Accès à l'avortement pour les femmes en situation de handicap

By Nissia Benghazi

En vérité, on ne sait pas grand-chose sur le nombre de personnes handicapées qui avortent, et ce n’est pas surprenant. Selon Imelda Salifou, “les personnes souffrant de handicaps à long terme sont souvent exclues des conversations vitales sur la sexualité”. À la fois entrepreneuse talentueuse et militante de la santé au Bénin, cette femme inspirante souffre d’un handicap moteur, mais refuse de laisser ce handicap l’empêcher de réaliser ses rêves. Elle défend les intérêts de sa communauté par l’intermédiaire de l’organisation de défense des droits en matière de santé sexuelle et reproductive MAJ Bénin, dirigée par des jeunes, et soutient activement la cause sur les médias sociaux.

La semaine dernière, nous avons eu l’occasion de nous entretenir avec elle pour en savoir plus sur l’équité et l’inclusion en matière de soins de santé pour les personnes comme elle. En tant que femme, appartenant à un groupe minoritaire et vivant avec un handicap physique dans un pays en développement, elle se trouve à l’intersection de multiples identités marginalisées (1).

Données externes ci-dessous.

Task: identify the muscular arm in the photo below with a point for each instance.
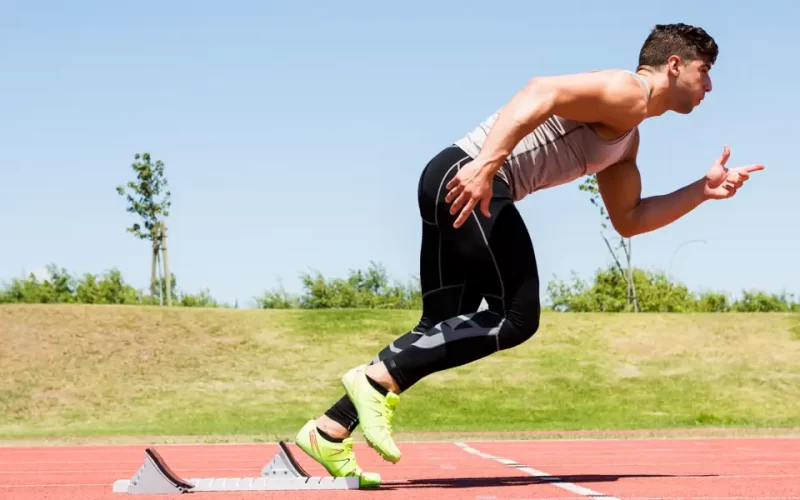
(620, 187)
(613, 98)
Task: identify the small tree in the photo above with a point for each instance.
(147, 197)
(590, 186)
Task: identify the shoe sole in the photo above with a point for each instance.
(371, 444)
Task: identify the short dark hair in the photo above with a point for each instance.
(683, 40)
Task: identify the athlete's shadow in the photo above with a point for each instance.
(488, 482)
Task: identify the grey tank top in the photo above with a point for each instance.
(556, 152)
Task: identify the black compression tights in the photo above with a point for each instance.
(489, 258)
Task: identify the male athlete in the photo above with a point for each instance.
(554, 130)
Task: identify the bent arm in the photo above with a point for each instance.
(609, 97)
(620, 187)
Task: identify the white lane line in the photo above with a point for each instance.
(555, 481)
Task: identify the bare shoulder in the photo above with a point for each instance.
(615, 98)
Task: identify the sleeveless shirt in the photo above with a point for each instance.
(557, 152)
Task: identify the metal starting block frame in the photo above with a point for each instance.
(282, 473)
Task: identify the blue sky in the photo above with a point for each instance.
(241, 100)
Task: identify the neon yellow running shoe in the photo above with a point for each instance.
(375, 412)
(337, 458)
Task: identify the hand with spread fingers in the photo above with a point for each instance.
(722, 182)
(470, 186)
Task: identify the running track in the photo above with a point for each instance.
(696, 469)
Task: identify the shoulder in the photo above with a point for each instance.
(626, 91)
(612, 97)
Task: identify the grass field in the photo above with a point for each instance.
(123, 371)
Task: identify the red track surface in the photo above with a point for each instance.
(697, 469)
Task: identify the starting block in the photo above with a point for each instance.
(282, 473)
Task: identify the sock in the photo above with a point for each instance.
(378, 387)
(327, 437)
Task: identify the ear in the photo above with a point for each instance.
(674, 65)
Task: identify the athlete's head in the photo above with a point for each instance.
(684, 54)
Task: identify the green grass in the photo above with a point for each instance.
(122, 371)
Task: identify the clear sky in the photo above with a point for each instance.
(294, 133)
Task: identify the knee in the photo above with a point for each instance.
(521, 325)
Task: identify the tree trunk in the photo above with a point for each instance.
(167, 278)
(154, 238)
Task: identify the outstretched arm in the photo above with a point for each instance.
(620, 187)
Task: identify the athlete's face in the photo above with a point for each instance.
(690, 83)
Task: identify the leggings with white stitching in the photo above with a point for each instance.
(489, 258)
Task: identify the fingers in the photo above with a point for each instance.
(485, 205)
(752, 168)
(726, 153)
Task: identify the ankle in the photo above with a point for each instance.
(332, 428)
(381, 375)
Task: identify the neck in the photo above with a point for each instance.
(658, 103)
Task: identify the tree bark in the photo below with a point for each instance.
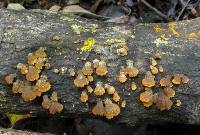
(23, 32)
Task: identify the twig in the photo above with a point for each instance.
(155, 10)
(180, 13)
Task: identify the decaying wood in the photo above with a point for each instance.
(23, 32)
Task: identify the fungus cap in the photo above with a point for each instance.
(81, 81)
(99, 90)
(84, 97)
(116, 97)
(55, 108)
(99, 109)
(89, 89)
(133, 86)
(10, 78)
(122, 77)
(111, 109)
(101, 69)
(87, 69)
(110, 89)
(46, 103)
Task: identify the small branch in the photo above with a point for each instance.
(155, 10)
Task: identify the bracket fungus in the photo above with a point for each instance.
(52, 104)
(99, 90)
(163, 102)
(110, 89)
(99, 109)
(146, 98)
(101, 69)
(81, 81)
(122, 77)
(87, 69)
(116, 97)
(84, 96)
(149, 80)
(10, 78)
(166, 81)
(130, 70)
(111, 109)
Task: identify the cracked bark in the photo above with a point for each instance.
(25, 31)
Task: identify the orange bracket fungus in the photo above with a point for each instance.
(101, 69)
(110, 89)
(99, 109)
(84, 96)
(99, 90)
(111, 109)
(122, 77)
(35, 84)
(87, 69)
(10, 78)
(81, 81)
(116, 97)
(52, 104)
(166, 81)
(130, 70)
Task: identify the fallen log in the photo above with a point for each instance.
(23, 32)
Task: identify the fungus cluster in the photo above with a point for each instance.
(34, 83)
(106, 108)
(84, 80)
(52, 104)
(129, 72)
(163, 97)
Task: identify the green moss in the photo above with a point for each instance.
(120, 41)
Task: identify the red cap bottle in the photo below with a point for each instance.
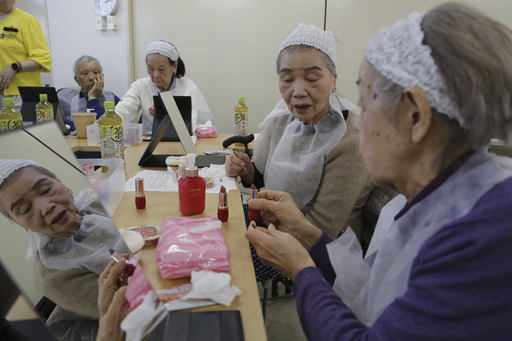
(192, 189)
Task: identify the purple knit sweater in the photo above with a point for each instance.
(460, 286)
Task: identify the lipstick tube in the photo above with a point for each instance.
(140, 198)
(254, 215)
(223, 211)
(130, 268)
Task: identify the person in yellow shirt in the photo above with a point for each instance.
(24, 52)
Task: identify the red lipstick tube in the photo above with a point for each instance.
(254, 215)
(140, 198)
(223, 211)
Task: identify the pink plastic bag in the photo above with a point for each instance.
(191, 244)
(138, 287)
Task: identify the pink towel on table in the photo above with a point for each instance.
(191, 244)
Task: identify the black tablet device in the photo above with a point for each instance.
(184, 104)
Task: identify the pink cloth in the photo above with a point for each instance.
(191, 244)
(138, 287)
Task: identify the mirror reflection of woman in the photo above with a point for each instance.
(69, 238)
(166, 71)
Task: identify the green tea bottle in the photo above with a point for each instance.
(44, 109)
(111, 133)
(10, 117)
(241, 118)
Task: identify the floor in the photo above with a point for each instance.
(282, 322)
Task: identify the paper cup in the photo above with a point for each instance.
(82, 120)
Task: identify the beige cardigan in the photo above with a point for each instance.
(75, 290)
(344, 188)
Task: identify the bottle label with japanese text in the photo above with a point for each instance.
(112, 142)
(10, 124)
(43, 115)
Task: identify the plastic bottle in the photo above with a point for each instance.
(192, 189)
(10, 117)
(241, 118)
(44, 109)
(111, 133)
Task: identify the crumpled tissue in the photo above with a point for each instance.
(139, 322)
(214, 286)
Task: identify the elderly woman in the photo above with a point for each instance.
(308, 147)
(166, 70)
(434, 89)
(69, 239)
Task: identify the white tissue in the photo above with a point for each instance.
(144, 318)
(214, 286)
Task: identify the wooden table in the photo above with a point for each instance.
(161, 205)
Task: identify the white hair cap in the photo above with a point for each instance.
(163, 47)
(399, 54)
(310, 35)
(9, 166)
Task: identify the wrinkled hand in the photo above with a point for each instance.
(6, 75)
(97, 88)
(110, 323)
(110, 281)
(239, 164)
(279, 250)
(278, 208)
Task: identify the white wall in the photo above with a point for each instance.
(354, 22)
(73, 33)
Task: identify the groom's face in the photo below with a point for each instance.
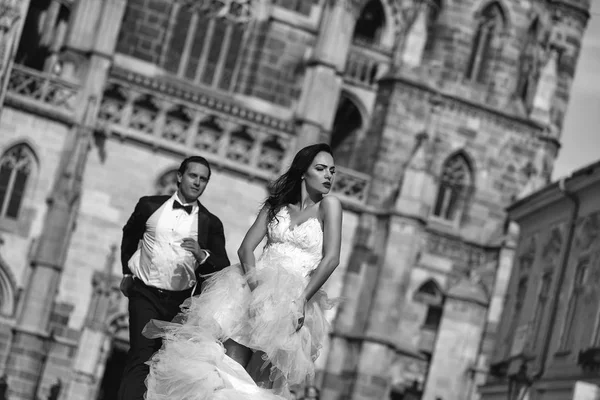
(193, 181)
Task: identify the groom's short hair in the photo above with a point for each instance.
(196, 159)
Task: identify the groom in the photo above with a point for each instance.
(168, 242)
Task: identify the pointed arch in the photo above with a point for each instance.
(491, 24)
(19, 166)
(371, 23)
(348, 128)
(431, 294)
(455, 187)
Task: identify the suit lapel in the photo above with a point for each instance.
(203, 222)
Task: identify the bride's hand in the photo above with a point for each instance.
(301, 304)
(252, 284)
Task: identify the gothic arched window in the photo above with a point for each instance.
(345, 136)
(431, 294)
(203, 50)
(166, 184)
(371, 23)
(486, 43)
(17, 166)
(454, 188)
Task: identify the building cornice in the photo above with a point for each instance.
(577, 181)
(467, 106)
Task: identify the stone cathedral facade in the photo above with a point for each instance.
(440, 112)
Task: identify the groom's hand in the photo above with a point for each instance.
(193, 247)
(126, 285)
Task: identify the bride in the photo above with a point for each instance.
(265, 315)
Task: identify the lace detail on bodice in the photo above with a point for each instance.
(298, 248)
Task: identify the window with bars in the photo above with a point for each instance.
(16, 168)
(486, 43)
(204, 50)
(434, 8)
(568, 332)
(454, 188)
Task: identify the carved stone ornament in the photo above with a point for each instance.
(234, 10)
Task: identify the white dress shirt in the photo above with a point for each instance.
(160, 261)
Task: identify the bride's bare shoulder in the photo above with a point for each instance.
(330, 206)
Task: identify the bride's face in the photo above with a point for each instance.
(319, 176)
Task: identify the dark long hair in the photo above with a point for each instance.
(287, 188)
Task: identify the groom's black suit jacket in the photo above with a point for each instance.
(210, 235)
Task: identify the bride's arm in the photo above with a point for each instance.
(331, 213)
(253, 237)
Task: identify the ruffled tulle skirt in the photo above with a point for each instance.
(192, 364)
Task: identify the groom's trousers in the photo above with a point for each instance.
(145, 303)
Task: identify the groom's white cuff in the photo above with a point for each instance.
(206, 255)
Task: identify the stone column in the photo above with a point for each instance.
(324, 68)
(94, 51)
(457, 347)
(12, 19)
(95, 341)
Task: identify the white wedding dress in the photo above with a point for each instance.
(192, 364)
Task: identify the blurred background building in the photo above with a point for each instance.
(548, 344)
(441, 114)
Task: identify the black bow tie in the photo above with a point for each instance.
(187, 209)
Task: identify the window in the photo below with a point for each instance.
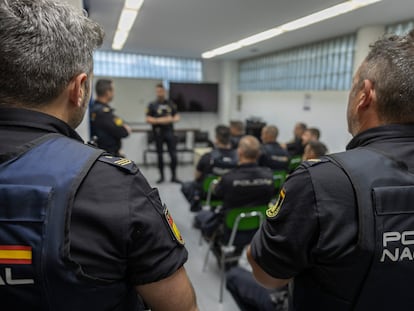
(324, 65)
(126, 65)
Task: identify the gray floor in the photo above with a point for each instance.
(207, 283)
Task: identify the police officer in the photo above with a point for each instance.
(246, 185)
(161, 114)
(341, 232)
(272, 154)
(108, 128)
(80, 229)
(221, 159)
(216, 162)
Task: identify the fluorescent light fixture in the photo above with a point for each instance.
(265, 35)
(125, 23)
(127, 19)
(314, 18)
(119, 39)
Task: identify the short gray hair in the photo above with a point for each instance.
(390, 66)
(43, 45)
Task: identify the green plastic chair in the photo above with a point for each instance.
(279, 177)
(237, 220)
(294, 162)
(208, 186)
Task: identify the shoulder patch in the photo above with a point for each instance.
(313, 162)
(173, 227)
(123, 163)
(274, 209)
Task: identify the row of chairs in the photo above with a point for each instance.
(238, 220)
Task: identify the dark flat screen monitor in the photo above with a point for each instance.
(194, 97)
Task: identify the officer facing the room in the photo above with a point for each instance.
(162, 114)
(107, 128)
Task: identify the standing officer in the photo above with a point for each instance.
(161, 114)
(105, 125)
(79, 230)
(342, 231)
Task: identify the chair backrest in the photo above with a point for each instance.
(279, 178)
(244, 219)
(251, 222)
(207, 182)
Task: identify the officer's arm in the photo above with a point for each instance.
(172, 293)
(263, 277)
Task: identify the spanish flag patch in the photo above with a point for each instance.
(173, 227)
(15, 254)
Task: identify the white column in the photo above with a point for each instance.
(83, 128)
(228, 90)
(366, 36)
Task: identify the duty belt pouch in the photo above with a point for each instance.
(385, 195)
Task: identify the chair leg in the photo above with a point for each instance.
(210, 247)
(222, 274)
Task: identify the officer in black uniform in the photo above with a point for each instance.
(244, 186)
(216, 162)
(106, 127)
(80, 229)
(161, 114)
(272, 154)
(342, 230)
(236, 133)
(221, 159)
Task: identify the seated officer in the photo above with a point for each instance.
(246, 185)
(314, 150)
(217, 162)
(272, 154)
(80, 229)
(236, 132)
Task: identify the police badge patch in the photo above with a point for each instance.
(173, 227)
(274, 209)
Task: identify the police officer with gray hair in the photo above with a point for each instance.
(80, 229)
(342, 231)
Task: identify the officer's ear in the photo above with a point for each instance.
(367, 95)
(78, 89)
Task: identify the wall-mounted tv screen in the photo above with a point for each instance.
(194, 97)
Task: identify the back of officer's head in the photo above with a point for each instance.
(43, 45)
(314, 150)
(269, 134)
(390, 67)
(223, 135)
(248, 149)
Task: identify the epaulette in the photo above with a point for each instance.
(313, 162)
(123, 163)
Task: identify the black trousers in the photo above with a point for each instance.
(247, 293)
(167, 137)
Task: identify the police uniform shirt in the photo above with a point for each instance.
(118, 228)
(274, 156)
(312, 236)
(159, 109)
(108, 127)
(206, 167)
(245, 185)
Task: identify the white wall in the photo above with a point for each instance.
(327, 111)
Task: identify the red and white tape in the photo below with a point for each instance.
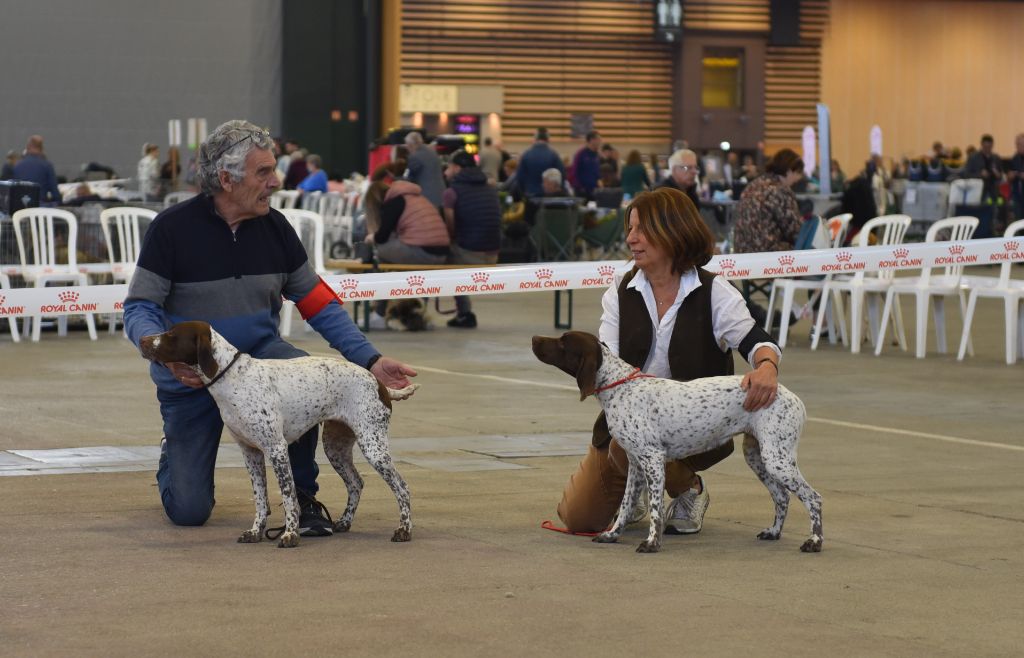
(561, 276)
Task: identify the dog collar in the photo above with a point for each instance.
(217, 377)
(635, 375)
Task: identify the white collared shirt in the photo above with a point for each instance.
(730, 319)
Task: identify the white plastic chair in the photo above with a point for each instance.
(309, 226)
(310, 201)
(1012, 293)
(173, 199)
(928, 286)
(837, 226)
(964, 191)
(890, 229)
(40, 258)
(124, 238)
(285, 199)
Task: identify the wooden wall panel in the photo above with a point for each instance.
(924, 71)
(553, 58)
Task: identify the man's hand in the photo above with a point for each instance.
(761, 386)
(185, 375)
(392, 374)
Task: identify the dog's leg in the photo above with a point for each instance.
(786, 473)
(338, 441)
(374, 443)
(652, 468)
(752, 452)
(257, 473)
(634, 483)
(278, 454)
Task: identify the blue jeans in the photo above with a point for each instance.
(193, 428)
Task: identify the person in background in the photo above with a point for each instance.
(1016, 177)
(984, 164)
(297, 169)
(147, 172)
(425, 168)
(491, 161)
(183, 273)
(634, 175)
(671, 318)
(7, 172)
(683, 174)
(586, 167)
(407, 227)
(768, 218)
(473, 216)
(34, 167)
(170, 171)
(315, 180)
(535, 161)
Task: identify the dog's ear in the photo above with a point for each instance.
(587, 375)
(204, 354)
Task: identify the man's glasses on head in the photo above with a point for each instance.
(264, 133)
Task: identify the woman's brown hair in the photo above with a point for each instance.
(783, 162)
(669, 219)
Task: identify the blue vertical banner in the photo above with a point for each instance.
(824, 150)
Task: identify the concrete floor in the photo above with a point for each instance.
(919, 463)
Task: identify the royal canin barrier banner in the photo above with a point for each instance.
(561, 276)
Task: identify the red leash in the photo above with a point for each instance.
(635, 375)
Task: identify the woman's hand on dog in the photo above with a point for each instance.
(392, 374)
(761, 385)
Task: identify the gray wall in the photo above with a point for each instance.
(99, 78)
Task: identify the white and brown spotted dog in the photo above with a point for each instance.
(655, 420)
(268, 403)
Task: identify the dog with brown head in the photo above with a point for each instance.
(576, 353)
(186, 343)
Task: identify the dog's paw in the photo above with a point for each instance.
(648, 546)
(288, 540)
(812, 545)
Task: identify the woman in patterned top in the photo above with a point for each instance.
(767, 217)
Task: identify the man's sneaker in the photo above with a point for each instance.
(466, 320)
(685, 513)
(314, 520)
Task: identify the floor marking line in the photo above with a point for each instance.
(846, 424)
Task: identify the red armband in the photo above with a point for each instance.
(313, 303)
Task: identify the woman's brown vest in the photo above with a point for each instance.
(692, 351)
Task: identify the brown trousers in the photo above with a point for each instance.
(594, 492)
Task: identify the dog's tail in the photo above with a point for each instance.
(401, 394)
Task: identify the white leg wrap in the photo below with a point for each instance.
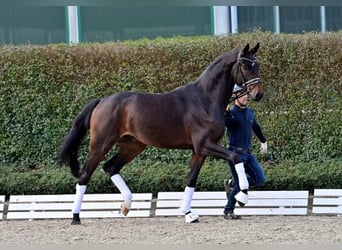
(186, 203)
(80, 190)
(243, 182)
(124, 190)
(242, 197)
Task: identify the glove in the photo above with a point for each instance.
(263, 147)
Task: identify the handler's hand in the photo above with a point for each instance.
(263, 147)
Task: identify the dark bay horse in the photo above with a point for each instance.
(134, 120)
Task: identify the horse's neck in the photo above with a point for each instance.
(219, 88)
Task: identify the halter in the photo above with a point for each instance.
(246, 84)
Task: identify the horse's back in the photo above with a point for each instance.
(153, 119)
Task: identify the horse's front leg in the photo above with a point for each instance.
(218, 151)
(195, 167)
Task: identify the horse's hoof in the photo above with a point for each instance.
(124, 209)
(76, 219)
(241, 204)
(191, 218)
(75, 222)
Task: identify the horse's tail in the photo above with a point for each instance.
(68, 151)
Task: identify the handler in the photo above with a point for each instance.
(240, 122)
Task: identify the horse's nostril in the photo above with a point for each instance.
(259, 96)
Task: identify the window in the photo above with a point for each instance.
(300, 19)
(35, 25)
(110, 23)
(251, 18)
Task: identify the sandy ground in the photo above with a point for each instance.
(173, 230)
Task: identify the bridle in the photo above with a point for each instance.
(247, 86)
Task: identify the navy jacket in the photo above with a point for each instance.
(240, 124)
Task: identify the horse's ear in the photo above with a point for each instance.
(245, 50)
(255, 49)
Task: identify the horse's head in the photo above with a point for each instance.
(246, 71)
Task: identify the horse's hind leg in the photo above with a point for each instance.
(92, 162)
(128, 150)
(99, 146)
(195, 167)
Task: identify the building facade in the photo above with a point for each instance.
(74, 24)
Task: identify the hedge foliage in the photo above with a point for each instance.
(42, 88)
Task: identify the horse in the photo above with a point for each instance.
(135, 120)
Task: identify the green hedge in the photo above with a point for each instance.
(42, 88)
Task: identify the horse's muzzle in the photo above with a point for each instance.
(257, 92)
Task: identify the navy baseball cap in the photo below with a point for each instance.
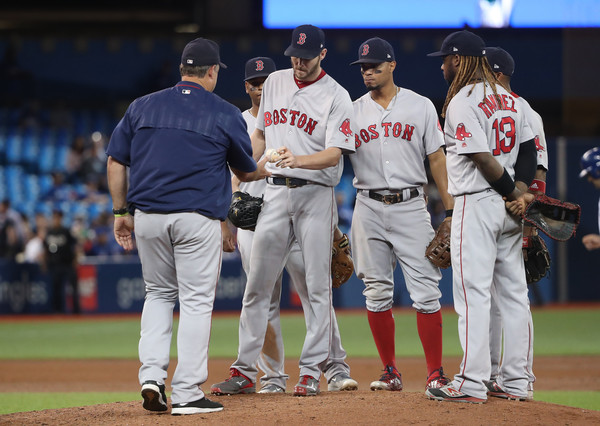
(463, 43)
(307, 42)
(260, 66)
(201, 51)
(375, 51)
(500, 60)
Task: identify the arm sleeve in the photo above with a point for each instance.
(239, 155)
(339, 124)
(119, 146)
(434, 135)
(470, 136)
(526, 162)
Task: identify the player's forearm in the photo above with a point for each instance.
(320, 160)
(437, 164)
(496, 175)
(116, 174)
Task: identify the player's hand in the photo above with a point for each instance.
(123, 229)
(286, 158)
(260, 167)
(517, 206)
(229, 239)
(591, 241)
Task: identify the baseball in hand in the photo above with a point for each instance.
(272, 155)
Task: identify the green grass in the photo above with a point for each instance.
(557, 332)
(34, 401)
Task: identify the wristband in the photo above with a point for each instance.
(538, 186)
(505, 185)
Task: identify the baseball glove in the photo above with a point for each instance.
(555, 218)
(342, 266)
(536, 257)
(438, 250)
(244, 210)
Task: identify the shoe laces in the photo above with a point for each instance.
(305, 379)
(390, 373)
(234, 372)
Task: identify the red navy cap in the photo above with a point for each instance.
(201, 51)
(307, 42)
(463, 43)
(500, 60)
(260, 66)
(375, 51)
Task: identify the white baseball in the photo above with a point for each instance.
(272, 155)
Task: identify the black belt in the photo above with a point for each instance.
(393, 198)
(289, 182)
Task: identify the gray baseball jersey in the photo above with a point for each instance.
(391, 146)
(306, 120)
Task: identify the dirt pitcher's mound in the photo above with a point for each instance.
(361, 407)
(355, 408)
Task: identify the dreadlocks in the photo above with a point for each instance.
(472, 69)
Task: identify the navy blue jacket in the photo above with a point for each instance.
(178, 143)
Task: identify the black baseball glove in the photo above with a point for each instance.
(555, 218)
(536, 257)
(244, 210)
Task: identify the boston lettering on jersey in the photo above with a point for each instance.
(293, 117)
(396, 130)
(493, 103)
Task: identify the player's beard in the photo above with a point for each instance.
(310, 74)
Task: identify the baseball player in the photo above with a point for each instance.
(179, 144)
(271, 360)
(305, 115)
(590, 165)
(396, 129)
(490, 146)
(503, 66)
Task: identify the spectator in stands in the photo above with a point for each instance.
(61, 252)
(34, 248)
(74, 161)
(8, 215)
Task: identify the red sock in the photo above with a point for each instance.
(430, 333)
(383, 329)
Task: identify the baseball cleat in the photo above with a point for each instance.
(271, 388)
(307, 386)
(341, 382)
(495, 390)
(390, 380)
(236, 384)
(449, 393)
(203, 405)
(437, 379)
(154, 396)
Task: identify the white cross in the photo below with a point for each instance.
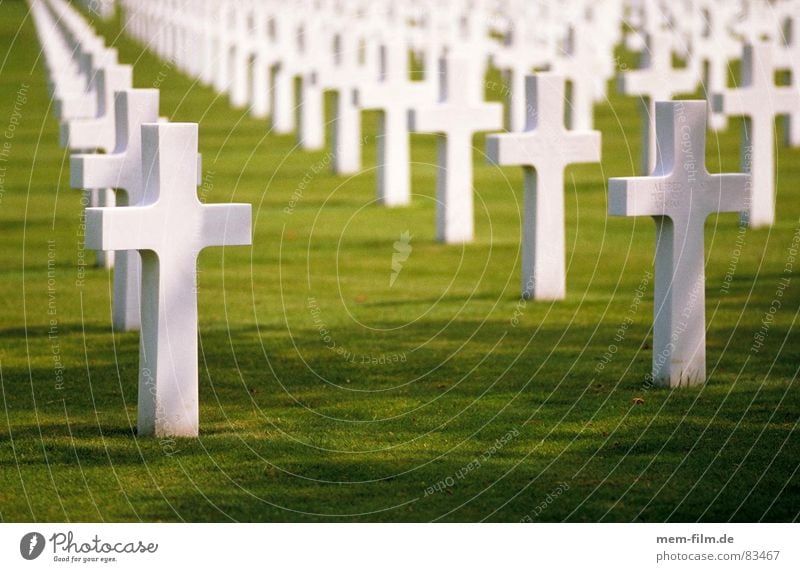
(456, 118)
(517, 58)
(679, 195)
(544, 149)
(583, 63)
(760, 101)
(394, 95)
(169, 229)
(122, 170)
(99, 132)
(655, 80)
(345, 76)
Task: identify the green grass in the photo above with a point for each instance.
(291, 430)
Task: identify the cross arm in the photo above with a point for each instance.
(637, 196)
(79, 134)
(728, 192)
(96, 171)
(508, 149)
(120, 228)
(227, 225)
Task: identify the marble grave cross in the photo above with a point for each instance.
(759, 100)
(655, 80)
(544, 149)
(394, 95)
(169, 228)
(679, 195)
(458, 115)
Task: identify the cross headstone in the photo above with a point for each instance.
(122, 170)
(517, 58)
(544, 149)
(655, 80)
(583, 63)
(759, 100)
(169, 228)
(99, 133)
(456, 118)
(679, 195)
(394, 95)
(345, 76)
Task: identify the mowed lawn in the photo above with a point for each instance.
(330, 393)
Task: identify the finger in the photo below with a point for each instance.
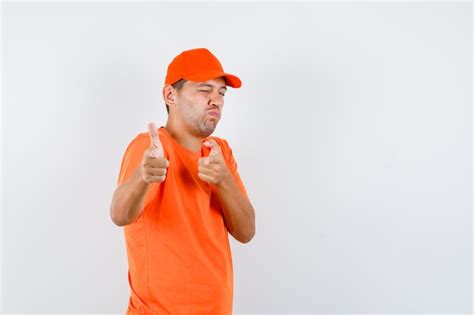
(215, 148)
(156, 149)
(154, 179)
(158, 163)
(204, 160)
(154, 171)
(205, 170)
(206, 178)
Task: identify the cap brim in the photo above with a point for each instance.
(230, 79)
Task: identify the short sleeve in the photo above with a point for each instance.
(131, 161)
(232, 164)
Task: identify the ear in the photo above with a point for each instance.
(169, 95)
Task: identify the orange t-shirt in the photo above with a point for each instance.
(178, 249)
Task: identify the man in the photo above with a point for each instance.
(179, 194)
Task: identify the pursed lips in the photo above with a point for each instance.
(214, 113)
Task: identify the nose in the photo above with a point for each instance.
(216, 99)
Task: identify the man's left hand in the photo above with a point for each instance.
(213, 169)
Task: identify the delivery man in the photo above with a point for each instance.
(179, 194)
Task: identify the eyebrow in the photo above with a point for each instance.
(211, 86)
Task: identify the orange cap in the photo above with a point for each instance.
(198, 65)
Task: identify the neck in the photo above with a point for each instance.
(181, 134)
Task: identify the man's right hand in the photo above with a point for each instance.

À travers cette histoire, nous espérons que les gens se rendent compte qu’une personne handicapée peut avoir d’autres identités marginalisées, et que le chevauchement de ces identités stigmatisées peut exacerber les inégalités en matière de santé et créer des obstacles uniques. Ces obstacles les empêchent de prendre ou de communiquer des décisions concernant leur santé physique, leurs soins et leurs droits. En élargissant la conversation à des personnes comme Imelda qui sont confrontées à des obstacles uniques, nous pouvons, en tant que communauté mondiale, contribuer à optimiser l’accès à des soins de santé équitables et inclusifs et souligner pourquoi cela est particulièrement important pour les personnes handicapées dans les environnements pauvres en ressources.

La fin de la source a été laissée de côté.